Sunday, 23 August 2009

The Past is Myself (Christabel Bielenberg)

--The blurb--
"A story of a British woman, married to a German lawyer shortly before WW2 and her subsequent experience as a German citizen in the war under Nazi rule."

--The review--
There is certainly no shortage in the book market of war memoirs: as well as perhaps the most famous in Anne Frank, interested readers can also choose from those of Zlata Filipovic, Vera Gissing, and Christabel Bielenberg. While these four reflect various points of view of war from various different countries, Bielenberg's memoir differs in that it offers not just political insight, but also political involvement. The imprisonment of her husband, the execution of her friends and her interview with the Gestapo all cause readers to draw breath and admire the shrewd quickwittedness that is displayed by the author.

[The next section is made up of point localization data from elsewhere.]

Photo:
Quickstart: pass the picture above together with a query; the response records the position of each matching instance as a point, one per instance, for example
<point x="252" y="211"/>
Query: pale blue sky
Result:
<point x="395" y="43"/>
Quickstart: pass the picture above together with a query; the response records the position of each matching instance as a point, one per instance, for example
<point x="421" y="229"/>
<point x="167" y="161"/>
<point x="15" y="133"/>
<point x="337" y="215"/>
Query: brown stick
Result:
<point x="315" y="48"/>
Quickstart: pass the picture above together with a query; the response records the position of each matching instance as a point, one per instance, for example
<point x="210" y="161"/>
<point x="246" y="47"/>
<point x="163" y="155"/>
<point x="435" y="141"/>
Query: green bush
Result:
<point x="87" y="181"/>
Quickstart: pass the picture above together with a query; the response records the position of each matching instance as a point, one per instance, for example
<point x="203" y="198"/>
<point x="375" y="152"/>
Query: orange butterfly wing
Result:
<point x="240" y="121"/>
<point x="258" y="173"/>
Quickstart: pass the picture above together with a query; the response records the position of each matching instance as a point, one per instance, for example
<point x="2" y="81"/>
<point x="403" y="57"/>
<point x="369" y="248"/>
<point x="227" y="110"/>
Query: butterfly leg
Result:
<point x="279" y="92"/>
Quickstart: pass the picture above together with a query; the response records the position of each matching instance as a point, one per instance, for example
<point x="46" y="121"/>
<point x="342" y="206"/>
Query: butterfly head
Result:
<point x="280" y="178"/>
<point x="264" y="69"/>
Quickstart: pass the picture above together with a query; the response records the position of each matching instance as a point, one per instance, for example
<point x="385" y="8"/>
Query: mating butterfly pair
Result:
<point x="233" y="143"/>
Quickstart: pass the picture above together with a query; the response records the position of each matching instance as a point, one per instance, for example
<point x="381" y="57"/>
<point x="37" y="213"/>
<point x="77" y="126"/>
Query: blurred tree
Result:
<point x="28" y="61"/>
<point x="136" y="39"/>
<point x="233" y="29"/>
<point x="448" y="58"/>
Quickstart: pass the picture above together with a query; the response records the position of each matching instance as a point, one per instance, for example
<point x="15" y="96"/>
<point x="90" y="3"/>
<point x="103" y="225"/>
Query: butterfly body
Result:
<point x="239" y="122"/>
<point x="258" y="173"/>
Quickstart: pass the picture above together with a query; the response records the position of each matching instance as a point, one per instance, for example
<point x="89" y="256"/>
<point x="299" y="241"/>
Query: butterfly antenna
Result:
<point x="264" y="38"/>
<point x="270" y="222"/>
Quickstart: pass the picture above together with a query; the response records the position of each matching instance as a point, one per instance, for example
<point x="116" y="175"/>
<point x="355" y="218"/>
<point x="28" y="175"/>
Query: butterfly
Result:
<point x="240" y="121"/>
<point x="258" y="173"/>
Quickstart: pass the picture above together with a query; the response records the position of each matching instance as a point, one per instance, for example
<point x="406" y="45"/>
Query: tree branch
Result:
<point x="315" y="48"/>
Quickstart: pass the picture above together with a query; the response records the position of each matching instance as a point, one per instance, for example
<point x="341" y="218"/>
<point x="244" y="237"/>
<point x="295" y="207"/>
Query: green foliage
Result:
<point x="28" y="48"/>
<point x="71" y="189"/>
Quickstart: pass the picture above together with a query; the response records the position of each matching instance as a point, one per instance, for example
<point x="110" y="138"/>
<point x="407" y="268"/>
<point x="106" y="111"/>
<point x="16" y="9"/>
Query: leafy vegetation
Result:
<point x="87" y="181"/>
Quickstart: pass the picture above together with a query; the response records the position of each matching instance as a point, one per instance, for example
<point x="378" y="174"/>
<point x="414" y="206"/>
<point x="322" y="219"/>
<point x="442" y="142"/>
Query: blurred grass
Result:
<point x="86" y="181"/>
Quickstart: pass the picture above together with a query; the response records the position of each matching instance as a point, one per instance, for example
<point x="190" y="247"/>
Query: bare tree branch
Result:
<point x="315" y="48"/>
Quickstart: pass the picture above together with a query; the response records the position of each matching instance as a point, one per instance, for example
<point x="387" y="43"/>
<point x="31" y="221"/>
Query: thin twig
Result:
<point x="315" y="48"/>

An interesting extra dimension is also brought by the fact that Christabel is British and living in Germany with her German husband, as well as the fact that the memoir is not insular in terms of class (Bielenberg enjoyed a very middle-class upbringing, and this is highly evident, but she seems to slot in equally effectively with the rural working-class community of the tiny Black Forest village in which she lives).

The memoir is tightly-packed and full of plenty of good material from someone who is highly intelligent and humorous, and the quasi-nepotism that is exhibited in her entry to journalism is still grimly reminiscent of today's market. Bielenberg's skill in character development is also notable, which is perhaps further demonstrated by her introduction to the follow-up, where she explains that she has written it due to the curiosity of her readers as to what happened to her and her family next.

This does not mean that the memoir is without its faults: Bielenberg can be extremely vague at times, particularly on the more complicated points of the story, and this is something that also dogs the sequel. Nevertheless, this does happily not prevent the memoir from being an authentic, memorable and well-written piece of history, and should successfully spur all interested readers on to the next instalment.